Azarão vira opção menos problemática para acabar com crise sobre chapa do PL no Rio

Considerado o azarão entre os possíveis nomes para concorrer ao Senado pelo PL no Rio de Janeiro, o líder do PL na Casa, Carlos Portinho, se tornou a alternativa menos problemática para o partido acabar com a crise em torno da definição da chapa no estado.
Além dele, o líder do PL na Câmara, Sóstenes Cavalcante, e o deputado Carlos Jordy desejam concorrer a uma cadeira na Casa comandada por Davi Alcolumbre.
Até semanas atrás, o nome de Portinho era praticamente descartado, em função da avaliação de Jair Bolsonaro de que ele não alcança o eleitorado mais radical.
A crise em torno da definição de um nome, fomentando disputas internas, fez com que o senador passasse a ter defensores dentro da legenda.
Esse grupo avalia que a escolha dele seria natural por já ser senador e concorrer à reeleição.

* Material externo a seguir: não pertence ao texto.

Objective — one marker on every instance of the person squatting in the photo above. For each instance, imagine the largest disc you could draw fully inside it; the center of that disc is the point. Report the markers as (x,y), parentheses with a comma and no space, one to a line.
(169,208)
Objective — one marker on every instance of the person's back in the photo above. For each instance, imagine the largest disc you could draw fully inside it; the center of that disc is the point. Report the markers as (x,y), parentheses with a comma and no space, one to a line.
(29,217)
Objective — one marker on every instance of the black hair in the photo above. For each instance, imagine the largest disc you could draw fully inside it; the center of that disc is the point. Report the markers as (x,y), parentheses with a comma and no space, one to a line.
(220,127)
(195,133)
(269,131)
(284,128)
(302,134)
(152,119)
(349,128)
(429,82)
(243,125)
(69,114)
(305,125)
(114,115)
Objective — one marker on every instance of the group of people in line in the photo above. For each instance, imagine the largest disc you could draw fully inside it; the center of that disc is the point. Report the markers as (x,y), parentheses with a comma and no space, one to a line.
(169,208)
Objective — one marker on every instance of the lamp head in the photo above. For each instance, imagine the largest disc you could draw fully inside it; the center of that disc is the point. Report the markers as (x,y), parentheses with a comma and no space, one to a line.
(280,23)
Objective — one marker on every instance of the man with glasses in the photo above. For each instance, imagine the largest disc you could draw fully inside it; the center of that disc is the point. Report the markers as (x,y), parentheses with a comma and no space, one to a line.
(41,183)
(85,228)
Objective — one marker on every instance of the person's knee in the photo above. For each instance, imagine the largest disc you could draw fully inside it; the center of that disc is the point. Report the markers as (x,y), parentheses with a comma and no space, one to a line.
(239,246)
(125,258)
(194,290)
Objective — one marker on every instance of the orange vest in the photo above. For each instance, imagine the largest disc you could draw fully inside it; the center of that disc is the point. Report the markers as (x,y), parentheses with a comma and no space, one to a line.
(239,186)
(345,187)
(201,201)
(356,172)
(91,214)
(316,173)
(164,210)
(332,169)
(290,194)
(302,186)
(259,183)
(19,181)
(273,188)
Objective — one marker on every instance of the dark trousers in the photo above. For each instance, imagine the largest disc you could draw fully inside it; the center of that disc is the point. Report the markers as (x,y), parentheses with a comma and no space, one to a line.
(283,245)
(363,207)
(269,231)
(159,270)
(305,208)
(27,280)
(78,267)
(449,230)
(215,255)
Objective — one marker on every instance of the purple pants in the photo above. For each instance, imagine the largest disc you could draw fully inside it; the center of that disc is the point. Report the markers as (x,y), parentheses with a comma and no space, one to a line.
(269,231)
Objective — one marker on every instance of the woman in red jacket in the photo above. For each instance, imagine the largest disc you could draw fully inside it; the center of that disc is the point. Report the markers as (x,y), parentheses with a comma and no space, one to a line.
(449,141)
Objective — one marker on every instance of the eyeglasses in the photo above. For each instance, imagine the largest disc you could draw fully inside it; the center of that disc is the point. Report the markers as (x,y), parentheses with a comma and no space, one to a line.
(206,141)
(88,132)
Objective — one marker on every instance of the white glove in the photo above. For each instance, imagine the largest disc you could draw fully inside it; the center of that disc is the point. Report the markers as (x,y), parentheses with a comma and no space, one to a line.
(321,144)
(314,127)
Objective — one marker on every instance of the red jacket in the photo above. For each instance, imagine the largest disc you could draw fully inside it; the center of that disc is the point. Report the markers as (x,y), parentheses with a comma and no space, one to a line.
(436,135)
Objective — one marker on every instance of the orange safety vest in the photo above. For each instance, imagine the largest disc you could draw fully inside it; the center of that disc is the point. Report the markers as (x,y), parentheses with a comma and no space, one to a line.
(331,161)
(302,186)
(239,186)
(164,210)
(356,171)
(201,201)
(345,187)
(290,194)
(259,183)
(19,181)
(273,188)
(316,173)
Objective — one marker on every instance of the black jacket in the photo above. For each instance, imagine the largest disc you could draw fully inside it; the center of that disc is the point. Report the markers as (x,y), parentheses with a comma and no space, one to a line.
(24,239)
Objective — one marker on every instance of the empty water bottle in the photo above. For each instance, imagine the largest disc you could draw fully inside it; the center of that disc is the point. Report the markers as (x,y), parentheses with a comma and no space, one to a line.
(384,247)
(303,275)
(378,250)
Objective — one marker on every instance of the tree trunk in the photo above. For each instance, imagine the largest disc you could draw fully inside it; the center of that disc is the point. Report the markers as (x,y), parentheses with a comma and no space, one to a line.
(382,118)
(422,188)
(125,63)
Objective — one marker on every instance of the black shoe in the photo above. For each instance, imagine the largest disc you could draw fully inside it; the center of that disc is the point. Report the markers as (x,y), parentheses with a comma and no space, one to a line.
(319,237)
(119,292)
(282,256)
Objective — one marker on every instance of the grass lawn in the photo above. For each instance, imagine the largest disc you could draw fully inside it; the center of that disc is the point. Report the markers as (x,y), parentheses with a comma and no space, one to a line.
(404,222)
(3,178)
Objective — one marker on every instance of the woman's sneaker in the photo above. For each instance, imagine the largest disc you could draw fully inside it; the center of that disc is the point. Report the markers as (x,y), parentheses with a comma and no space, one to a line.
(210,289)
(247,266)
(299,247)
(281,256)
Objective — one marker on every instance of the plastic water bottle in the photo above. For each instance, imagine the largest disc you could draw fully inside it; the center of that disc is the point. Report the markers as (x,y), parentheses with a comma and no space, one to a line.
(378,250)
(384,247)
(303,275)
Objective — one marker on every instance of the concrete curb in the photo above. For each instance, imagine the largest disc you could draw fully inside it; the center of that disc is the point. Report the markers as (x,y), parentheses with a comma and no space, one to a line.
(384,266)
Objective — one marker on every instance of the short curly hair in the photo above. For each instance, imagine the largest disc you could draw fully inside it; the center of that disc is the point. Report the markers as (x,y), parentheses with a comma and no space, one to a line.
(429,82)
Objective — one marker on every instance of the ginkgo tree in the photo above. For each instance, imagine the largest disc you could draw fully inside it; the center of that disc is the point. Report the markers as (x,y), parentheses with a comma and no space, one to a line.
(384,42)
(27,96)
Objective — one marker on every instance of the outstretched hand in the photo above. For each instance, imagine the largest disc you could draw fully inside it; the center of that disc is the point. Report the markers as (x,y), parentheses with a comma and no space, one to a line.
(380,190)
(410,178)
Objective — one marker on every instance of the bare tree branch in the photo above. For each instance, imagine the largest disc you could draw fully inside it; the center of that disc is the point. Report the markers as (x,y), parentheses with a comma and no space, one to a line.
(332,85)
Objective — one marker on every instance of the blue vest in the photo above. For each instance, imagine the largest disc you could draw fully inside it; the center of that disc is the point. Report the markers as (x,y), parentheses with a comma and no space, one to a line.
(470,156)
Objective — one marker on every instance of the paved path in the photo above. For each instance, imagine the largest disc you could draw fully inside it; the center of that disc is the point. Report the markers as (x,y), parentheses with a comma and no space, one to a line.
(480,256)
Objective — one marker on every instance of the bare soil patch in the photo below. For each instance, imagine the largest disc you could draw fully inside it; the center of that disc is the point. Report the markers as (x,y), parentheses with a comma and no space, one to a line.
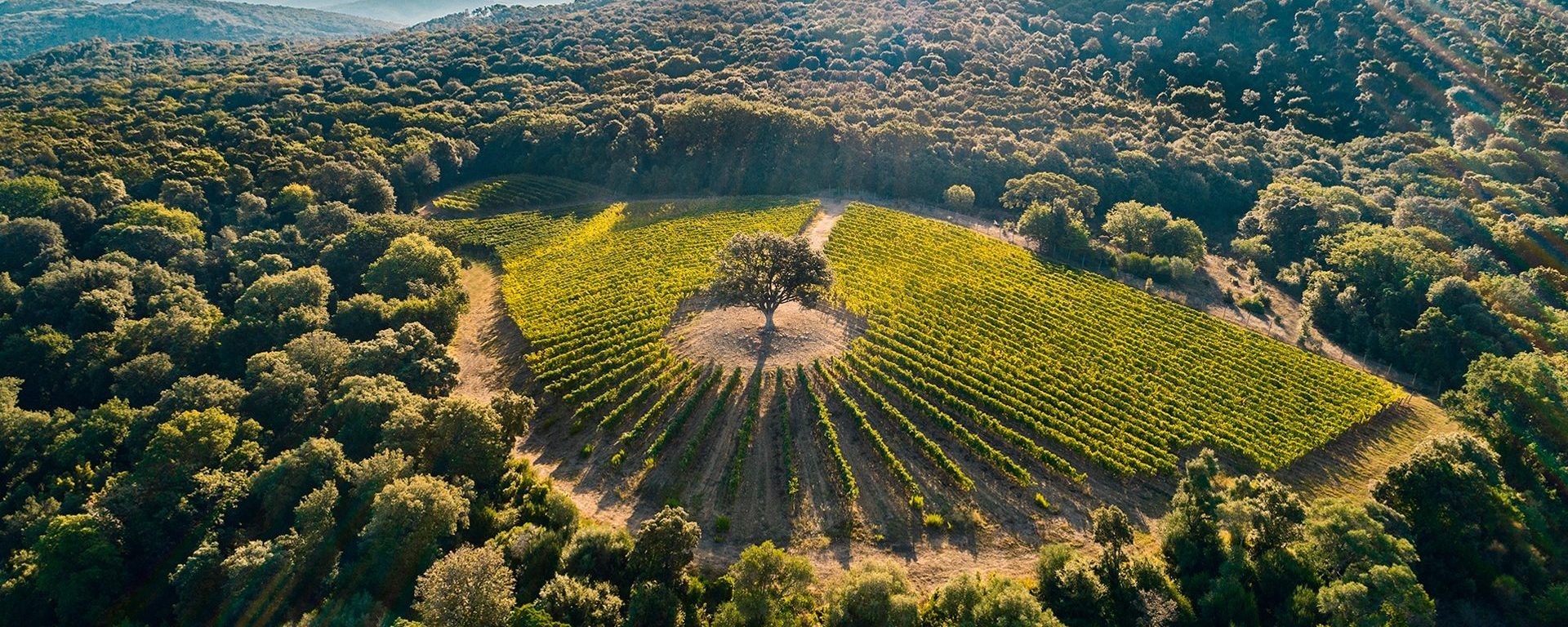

Acrescenta que optar por ele pouparia Flávio Bolsonaro, pré-candidato do PL à presidência da República, da batata quente de ter que escolher entre dois aliados da Câmara.
Ainda que não fale tão bem com o eleitorado radical, isso seria suprido pelo bom trânsito que Flávio e Douglas Ruas, pré-candidato do PL ao governo do Rio, tem com esses eleitores.
Em contrapartida, Portinho poderia atrair o apoio do eleitorado que se posiciona mais ao centro às postulações de Flávio e de Ruas.
Há ainda a leitura de que a escolha por Portinho dificultaria os caminhos de opositores para desidrata-lo. A aposta é que se Jordy ou Sóstenes fossem escalados, polêmicas em torno de seus nomes seriam resgatadas pelos adversários.
Havia a expectativa de que o martelo pudesse ser batido ainda nesta semana, mas parlamentares do PL admitem que isso pode levar mais algum tempo e se estender até as vésperas da convenção.